Holly Hopkins, vice president at the American Petroleum Institute, claimed that the increases in rental and royalty rates are “an attempt to add even more barriers to future energy production” and raised concerns that the updates would discourage investment.
This does not seem to be the case in Wyoming at least, where the Bureau of Land Management (BLM) owns half of the surface land and nearly 70 percent of the mineral estate. The Wyoming BLM, who manages federal lease sales, received bids on all 67 parcels offered at the June 2023 lease sale. At the March 2020 sale, before royalty and minimum rental rates were increased, 106 parcels were offered for sale. Only 74 of those received competitive bids, slightly under 70 percent. While data comparing lease sale rates and revenues before and after the increase in rates are currently limited, it is far more likely that global economic conditions determine companies’ bullishness on new oil and gas development than changes in rental and royalty rates.
A new rule proposed in July would further update the federal leasing program by increasing minimum lease bonding amounts from $10,000 to $150,000. Bonding is intended to ensure oil and gas companies adequately plug and clean up wells once they are no longer productive, but the current minimum bond of $10,000 was set in 1960 and is no longer an adequate incentive, nor does it cover the cost of clean-up if the wells are abandoned.
Jamie Williams, president of The Wilderness Society, described the proposed rule as “an important step towards the BLM taking a more holistic conservation, climate, and community-centric approach to managing public lands.”
As these proposed reforms make their way through the lengthy federal rulemaking process, President Biden continues holding lease sales and issuing new permits to drill. A lease sale was held in June 2023 and two more are planned this year, one in September and one in December. Biden’s administration issued 219 drilling permits in July, and on September 27, the Bureau of Ocean Energy Management will offer leases to develop 67 million acres across the Gulf of Mexico. A recent study found that even if all new fossil fuel production projects were to stop immediately, the world would still be on track to overshoot the goal to stay under 1.5 degrees Celsius, an increase in global average temperatures since pre-industrial levels that scientists have set as a critical target. .
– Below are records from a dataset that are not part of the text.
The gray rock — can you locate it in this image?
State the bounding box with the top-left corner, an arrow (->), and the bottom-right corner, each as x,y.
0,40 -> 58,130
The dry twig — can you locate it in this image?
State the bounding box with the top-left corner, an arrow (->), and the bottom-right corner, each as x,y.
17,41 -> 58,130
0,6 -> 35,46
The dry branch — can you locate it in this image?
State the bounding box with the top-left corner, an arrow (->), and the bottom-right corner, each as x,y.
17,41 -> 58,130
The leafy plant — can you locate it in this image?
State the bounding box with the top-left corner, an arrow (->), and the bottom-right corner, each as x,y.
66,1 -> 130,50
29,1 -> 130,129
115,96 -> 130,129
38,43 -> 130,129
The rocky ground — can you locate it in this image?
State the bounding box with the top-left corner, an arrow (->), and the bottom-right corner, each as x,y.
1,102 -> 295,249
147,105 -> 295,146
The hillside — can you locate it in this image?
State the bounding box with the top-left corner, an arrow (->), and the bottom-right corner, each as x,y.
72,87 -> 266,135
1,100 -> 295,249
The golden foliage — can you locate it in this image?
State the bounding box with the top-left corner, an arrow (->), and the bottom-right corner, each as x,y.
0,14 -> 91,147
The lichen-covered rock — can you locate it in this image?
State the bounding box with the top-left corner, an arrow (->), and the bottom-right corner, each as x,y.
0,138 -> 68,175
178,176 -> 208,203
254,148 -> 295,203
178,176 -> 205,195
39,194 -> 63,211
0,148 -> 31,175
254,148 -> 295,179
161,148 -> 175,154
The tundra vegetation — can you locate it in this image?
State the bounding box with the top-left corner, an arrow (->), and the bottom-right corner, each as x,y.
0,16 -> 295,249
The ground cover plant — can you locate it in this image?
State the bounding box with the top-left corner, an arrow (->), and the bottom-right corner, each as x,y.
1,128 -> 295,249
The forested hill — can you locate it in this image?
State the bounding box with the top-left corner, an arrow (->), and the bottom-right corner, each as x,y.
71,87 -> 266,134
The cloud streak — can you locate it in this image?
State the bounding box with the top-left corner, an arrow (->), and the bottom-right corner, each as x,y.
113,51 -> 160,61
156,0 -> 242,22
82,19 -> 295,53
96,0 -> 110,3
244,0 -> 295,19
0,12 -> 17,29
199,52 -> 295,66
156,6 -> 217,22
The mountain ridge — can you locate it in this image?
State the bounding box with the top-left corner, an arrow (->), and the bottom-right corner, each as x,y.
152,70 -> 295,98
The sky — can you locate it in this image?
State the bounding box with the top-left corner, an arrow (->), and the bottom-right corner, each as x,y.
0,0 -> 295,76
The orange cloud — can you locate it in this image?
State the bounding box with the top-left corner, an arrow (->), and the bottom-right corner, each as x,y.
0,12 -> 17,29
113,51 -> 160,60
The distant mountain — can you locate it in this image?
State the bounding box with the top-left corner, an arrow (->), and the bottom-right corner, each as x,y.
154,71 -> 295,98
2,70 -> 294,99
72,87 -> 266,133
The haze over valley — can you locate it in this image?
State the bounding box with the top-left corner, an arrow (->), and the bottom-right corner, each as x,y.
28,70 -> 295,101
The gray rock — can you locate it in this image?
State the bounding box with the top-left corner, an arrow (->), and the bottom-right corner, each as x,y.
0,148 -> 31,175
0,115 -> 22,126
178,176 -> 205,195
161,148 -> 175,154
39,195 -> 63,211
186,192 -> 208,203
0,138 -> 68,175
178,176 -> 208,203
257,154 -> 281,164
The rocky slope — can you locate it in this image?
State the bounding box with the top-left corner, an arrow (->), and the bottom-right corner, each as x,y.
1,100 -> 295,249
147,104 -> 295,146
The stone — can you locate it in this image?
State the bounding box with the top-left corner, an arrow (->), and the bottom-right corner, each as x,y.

Environmental groups argue that continuing to issue drilling permits and to sell leases directly violates President Biden’s re-signing of the Paris Agreement and undermines his public commitment to action on climate change.
Josh Axelrod, senior policy advisor with the Natural Resources Defense Council, praised the Biden administration’s recent proposed updates to the leasing program, but highlighted that, once again, no requirement to consider climate impacts of leasing is included. “What is truly key moving forward,” he said, “is for the agency [the Department of the Interior] to forge an approach for measuring and mitigating the program’s impact on climate.”